Kenaikan gaji PNS selalu ditarik-tarik dan coba diperdebatkan dengan mereka (non-PNS) yang susah payah untuk mendapatkan UMR/UMK. Lebih jauh banyak yang mencoba mengadu nasib PNS dengan para petani, nelayan, buruh lepas dan kuli bangunan, juga para PKL dan tukang becak --yang katanya selalu tidak lebih beruntung dibandingkan PNS. Benar bahwa pada satu sisi PNS mendapatkan "jaminan rasa aman" akan kepastian penghasilan bulanan dan pensiun (jika masih ada pensiun). Dengan kondisi yang demikian, berapa pun penghasilan PNS, selalu lebih beruntung dibandingkan mereka dengan penghasilan yang "tidak pasti". Maka sampai detik ini, orang masih menganggap PNS adalah sebuah pekerjaan/status yang hebat dan layak diperjuangkan --bahkan dengan cara-cara yang tidak terpuji, suap misalnya. Namun perlu menjadi catatan kita semua, bahwa setiap isu kenaikan gaji PNS berembus, maka sebelum kenaikan tersebut benar-benar terealisasi, sektor-sektor lain yang berkait dengan "harga" selalu telah merubah harganya sendiri tanpa melihat, benarkah kenaikan gaji PNS signifikan dengan kenaikan harga di berbagai sektor penopang hidup masyarakat (termasuk PNS di dalamnya).

Coba misalnya saja pemerintah mampu memberikan kepastian bahwa kenaikan gaji PNS ini tidak akan berdampak pada kenaikan harga-harga di pasar,  dapat dipastikan kenaikan gaji PNS akan berdampak signifikan pada tingkat kesejahteraan mereka. Pada akhirnya, "akrobat ekonomi" yang sering dilakukan hampir sebagian besar PNS non struktural (tanpa jabatan dan tanpa tambahan penghasilan) pada golongan I, II dan III dapat dihindarkan, dan totalitas pada pekerjaan menjadi lebih terjaga.

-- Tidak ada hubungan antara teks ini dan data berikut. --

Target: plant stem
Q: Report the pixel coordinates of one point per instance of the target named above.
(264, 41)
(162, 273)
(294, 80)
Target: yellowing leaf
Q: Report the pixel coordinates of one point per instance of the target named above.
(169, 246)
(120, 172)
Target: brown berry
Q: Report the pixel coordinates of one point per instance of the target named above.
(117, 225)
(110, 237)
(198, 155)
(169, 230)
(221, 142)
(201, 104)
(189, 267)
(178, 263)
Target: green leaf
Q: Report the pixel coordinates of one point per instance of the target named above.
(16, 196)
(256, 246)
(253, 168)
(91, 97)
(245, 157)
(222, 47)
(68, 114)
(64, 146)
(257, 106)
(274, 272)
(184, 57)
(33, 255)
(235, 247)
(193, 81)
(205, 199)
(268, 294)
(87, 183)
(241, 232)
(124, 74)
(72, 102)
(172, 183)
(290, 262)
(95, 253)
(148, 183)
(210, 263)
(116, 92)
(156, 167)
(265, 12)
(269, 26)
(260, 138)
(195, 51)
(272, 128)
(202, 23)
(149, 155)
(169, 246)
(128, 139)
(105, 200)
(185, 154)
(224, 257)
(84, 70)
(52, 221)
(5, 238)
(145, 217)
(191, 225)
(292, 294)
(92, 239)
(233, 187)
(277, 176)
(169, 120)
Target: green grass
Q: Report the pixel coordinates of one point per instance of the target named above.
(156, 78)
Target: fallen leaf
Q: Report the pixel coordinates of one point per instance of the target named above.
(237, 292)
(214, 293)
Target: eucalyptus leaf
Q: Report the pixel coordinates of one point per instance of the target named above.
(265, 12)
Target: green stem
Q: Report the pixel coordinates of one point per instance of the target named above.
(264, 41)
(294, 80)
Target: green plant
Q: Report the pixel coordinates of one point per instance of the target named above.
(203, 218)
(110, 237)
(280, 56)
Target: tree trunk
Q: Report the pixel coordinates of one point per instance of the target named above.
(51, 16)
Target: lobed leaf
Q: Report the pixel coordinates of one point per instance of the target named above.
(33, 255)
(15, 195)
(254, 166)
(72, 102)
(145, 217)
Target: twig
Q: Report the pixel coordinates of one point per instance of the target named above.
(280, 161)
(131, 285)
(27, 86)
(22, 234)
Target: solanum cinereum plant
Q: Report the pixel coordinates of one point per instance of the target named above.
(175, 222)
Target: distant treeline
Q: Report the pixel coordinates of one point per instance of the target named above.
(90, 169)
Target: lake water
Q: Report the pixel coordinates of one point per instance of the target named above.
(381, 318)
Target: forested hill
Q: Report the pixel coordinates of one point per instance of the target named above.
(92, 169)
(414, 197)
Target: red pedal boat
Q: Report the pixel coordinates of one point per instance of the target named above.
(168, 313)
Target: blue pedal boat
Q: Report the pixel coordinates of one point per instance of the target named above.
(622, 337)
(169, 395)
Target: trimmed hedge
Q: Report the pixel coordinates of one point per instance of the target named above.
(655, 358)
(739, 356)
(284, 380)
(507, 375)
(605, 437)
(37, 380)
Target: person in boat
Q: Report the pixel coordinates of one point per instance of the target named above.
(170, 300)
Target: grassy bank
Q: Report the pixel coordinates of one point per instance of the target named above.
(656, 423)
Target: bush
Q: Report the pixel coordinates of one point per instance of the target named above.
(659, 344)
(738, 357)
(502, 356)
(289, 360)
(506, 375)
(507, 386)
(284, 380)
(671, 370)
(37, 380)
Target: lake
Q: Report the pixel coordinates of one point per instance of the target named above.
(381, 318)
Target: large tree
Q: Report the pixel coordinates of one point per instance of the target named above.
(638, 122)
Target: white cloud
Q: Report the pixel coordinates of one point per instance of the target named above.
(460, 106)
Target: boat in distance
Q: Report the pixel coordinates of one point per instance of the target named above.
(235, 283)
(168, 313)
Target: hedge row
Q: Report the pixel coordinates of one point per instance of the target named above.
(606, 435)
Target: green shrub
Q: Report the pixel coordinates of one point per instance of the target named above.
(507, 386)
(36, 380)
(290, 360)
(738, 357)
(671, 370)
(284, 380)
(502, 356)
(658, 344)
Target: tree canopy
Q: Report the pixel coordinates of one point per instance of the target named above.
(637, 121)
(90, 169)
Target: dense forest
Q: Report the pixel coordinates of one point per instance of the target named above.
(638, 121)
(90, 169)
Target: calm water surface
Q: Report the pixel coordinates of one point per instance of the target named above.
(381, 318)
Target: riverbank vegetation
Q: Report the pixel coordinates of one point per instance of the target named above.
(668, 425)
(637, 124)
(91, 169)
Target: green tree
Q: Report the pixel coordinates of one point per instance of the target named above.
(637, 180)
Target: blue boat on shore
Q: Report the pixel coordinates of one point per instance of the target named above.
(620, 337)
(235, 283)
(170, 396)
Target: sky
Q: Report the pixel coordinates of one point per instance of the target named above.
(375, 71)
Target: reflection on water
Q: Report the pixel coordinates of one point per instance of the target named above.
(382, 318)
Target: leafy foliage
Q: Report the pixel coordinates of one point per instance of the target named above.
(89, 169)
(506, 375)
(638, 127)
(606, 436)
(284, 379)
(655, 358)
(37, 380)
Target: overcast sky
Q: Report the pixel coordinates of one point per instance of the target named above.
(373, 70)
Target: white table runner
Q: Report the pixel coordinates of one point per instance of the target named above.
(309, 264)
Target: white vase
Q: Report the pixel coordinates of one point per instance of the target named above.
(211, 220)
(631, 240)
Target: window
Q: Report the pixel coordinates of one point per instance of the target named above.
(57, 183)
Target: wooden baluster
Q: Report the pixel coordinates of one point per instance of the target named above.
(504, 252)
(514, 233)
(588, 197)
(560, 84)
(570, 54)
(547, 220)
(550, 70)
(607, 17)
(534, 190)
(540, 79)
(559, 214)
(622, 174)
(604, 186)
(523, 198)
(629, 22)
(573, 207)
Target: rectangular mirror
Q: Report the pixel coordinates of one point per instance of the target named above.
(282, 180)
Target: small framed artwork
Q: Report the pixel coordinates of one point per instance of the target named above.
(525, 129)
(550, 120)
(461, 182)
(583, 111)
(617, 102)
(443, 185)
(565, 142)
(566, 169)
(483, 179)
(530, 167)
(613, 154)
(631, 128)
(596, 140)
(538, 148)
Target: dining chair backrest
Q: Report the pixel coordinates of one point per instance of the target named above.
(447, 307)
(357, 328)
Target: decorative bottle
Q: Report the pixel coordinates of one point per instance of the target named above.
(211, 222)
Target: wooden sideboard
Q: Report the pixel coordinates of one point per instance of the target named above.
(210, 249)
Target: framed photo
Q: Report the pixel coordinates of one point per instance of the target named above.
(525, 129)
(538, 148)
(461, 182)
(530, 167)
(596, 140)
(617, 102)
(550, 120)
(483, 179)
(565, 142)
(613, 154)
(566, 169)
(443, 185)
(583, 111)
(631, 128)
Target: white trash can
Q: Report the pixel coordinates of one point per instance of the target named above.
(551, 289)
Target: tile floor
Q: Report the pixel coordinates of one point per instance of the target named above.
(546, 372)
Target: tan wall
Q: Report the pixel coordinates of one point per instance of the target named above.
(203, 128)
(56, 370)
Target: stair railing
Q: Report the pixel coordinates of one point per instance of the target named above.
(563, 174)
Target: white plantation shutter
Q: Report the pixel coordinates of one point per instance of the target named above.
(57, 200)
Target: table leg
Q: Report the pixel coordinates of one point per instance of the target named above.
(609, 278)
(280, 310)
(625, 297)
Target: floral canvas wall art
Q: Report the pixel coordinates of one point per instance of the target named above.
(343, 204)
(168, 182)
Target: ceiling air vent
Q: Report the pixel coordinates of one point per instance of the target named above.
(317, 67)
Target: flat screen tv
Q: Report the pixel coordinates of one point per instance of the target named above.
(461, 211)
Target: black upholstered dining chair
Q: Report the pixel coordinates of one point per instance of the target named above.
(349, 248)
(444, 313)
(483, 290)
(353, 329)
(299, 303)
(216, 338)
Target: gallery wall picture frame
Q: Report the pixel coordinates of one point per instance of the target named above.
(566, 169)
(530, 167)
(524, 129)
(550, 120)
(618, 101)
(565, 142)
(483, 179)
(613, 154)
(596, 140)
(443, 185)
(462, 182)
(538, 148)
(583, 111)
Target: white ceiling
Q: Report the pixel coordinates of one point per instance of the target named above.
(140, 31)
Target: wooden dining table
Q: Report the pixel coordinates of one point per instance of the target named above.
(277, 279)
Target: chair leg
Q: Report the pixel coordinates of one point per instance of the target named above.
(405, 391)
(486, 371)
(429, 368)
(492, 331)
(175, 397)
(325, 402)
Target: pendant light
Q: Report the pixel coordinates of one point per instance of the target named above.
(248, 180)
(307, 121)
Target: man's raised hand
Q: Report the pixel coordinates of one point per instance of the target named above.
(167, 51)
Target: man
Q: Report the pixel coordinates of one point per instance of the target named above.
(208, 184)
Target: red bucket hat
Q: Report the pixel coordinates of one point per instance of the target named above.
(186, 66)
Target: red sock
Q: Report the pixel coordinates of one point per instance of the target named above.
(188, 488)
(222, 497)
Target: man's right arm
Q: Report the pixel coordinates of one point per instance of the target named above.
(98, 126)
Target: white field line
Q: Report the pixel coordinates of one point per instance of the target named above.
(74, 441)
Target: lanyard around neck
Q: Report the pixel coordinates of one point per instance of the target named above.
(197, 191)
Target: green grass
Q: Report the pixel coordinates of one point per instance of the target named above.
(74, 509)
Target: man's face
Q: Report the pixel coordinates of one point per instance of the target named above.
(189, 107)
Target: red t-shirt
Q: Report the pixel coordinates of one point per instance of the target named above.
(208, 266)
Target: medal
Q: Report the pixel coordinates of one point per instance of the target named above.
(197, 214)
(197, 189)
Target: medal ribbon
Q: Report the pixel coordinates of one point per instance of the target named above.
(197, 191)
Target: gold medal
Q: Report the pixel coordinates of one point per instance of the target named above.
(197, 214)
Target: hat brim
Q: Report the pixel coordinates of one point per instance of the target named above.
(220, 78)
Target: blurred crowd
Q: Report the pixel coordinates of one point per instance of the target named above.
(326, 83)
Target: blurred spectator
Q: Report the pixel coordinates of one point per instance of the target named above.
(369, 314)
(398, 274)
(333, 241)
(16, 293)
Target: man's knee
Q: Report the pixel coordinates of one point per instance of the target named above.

Bandingkan misalnya dengan  kenaikan penghasilan pejabat negara, anggota DPR dan sebagainya. Mau naik berapapun, mau naik setahun berapa kali sekalipun, sepertinya tidak berpengaruh pada gejolak harga di akar rumput. Jelas, hal ini karena mereka sebagai elit politik jumlahnya tidak banyak (meskipun penghasilan mereka sangat banyak), dan lebih parah lagi, penghasilan mereka menjadi "gaji beku" karena hampir seluruh kebutuhan hidup mereka selama menjabat telah dipenuhi oleh negara.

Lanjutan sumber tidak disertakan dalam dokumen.